Op 2 mei 2012 heeft de Afdeling bestuursrechtspraak van de Raad van State uitspraak gedaan in een zaak betreffende het bestemmingsplan "Hengelo Dorp". Dit bestemmingsplan was op 30 juni 2011 door de raad van de gemeente Bronckhorst gewijzigd vastgesteld. Tegen dit besluit heeft de appellant, een inwoner van Hengelo, beroep ingesteld. De appellant betoogde dat de toevoeging van dertien wooneenheden in het plandeel met de bestemming "Centrum" aan de Raadhuisstraat 12-14 niet in overeenstemming was met de systematiek van het bestemmingsplan en dat er geen behoefte was aan deze wooneenheden. Tevens vreesde hij voor een onevenredige aantasting van zijn woongenot, privacy en een waardedaling van zijn woning.

De Raad van State heeft de zaak behandeld op 10 april 2012, waarbij de appellant werd vertegenwoordigd door zijn advocaat en de raad door ambtenaren van de gemeente.
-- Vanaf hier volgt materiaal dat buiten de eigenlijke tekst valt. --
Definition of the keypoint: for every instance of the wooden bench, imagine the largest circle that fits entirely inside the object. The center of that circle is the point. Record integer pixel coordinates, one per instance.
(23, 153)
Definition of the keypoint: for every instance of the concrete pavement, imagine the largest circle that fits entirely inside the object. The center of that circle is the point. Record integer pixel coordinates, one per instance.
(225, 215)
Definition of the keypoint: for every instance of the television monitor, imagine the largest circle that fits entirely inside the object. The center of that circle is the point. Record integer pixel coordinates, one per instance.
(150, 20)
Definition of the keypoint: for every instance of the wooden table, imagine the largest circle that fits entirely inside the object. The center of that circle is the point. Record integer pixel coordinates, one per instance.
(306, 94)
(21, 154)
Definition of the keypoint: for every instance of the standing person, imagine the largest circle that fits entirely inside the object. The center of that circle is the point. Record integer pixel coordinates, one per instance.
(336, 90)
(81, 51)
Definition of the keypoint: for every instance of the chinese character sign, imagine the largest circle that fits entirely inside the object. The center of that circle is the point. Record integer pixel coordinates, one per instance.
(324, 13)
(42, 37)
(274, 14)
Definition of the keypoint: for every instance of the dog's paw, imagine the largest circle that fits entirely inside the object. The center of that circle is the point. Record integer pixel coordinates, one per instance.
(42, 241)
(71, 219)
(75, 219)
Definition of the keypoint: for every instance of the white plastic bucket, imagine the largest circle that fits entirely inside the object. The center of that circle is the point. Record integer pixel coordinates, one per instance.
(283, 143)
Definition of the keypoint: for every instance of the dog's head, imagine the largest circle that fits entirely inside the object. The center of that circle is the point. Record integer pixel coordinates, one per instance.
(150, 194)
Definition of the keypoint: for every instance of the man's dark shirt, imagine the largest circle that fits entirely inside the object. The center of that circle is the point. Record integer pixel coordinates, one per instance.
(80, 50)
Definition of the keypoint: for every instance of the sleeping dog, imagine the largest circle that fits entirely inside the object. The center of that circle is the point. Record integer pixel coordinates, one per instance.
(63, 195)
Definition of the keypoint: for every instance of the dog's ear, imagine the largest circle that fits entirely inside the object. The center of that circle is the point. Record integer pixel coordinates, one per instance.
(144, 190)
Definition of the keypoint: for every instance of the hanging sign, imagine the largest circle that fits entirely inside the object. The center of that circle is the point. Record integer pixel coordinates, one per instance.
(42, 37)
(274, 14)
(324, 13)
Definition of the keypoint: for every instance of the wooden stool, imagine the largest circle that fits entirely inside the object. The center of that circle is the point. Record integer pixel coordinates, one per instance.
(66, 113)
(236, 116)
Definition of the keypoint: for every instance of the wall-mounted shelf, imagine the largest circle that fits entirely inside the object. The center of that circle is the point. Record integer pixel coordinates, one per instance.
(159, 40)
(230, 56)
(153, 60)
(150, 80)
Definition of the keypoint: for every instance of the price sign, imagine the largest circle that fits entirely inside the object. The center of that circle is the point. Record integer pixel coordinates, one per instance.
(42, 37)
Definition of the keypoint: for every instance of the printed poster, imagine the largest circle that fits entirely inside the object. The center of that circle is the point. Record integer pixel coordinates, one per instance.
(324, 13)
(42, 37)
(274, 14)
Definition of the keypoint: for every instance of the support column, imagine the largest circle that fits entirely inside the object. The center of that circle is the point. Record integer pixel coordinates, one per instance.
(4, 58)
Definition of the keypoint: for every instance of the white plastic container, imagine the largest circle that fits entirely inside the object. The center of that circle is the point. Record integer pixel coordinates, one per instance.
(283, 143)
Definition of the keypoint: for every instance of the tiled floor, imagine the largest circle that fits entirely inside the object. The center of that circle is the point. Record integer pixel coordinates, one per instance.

De Afdeling overwoog dat het bestemmingsplan een actueel juridisch-planologisch kader biedt en hoofdzakelijk een consoliderend karakter heeft. De raad heeft voldoende onderbouwd dat er behoefte is aan de dertien wooneenheden, ondanks de afnemende woningbehoefte in de regio. De Afdeling oordeelde dat de vrees van de appellant voor een aantasting van zijn woon- en leefklimaat niet aannemelijk was gemaakt en dat de raad in redelijkheid kon besluiten dat het plan niet zou leiden tot onaanvaardbare parkeeroverlast.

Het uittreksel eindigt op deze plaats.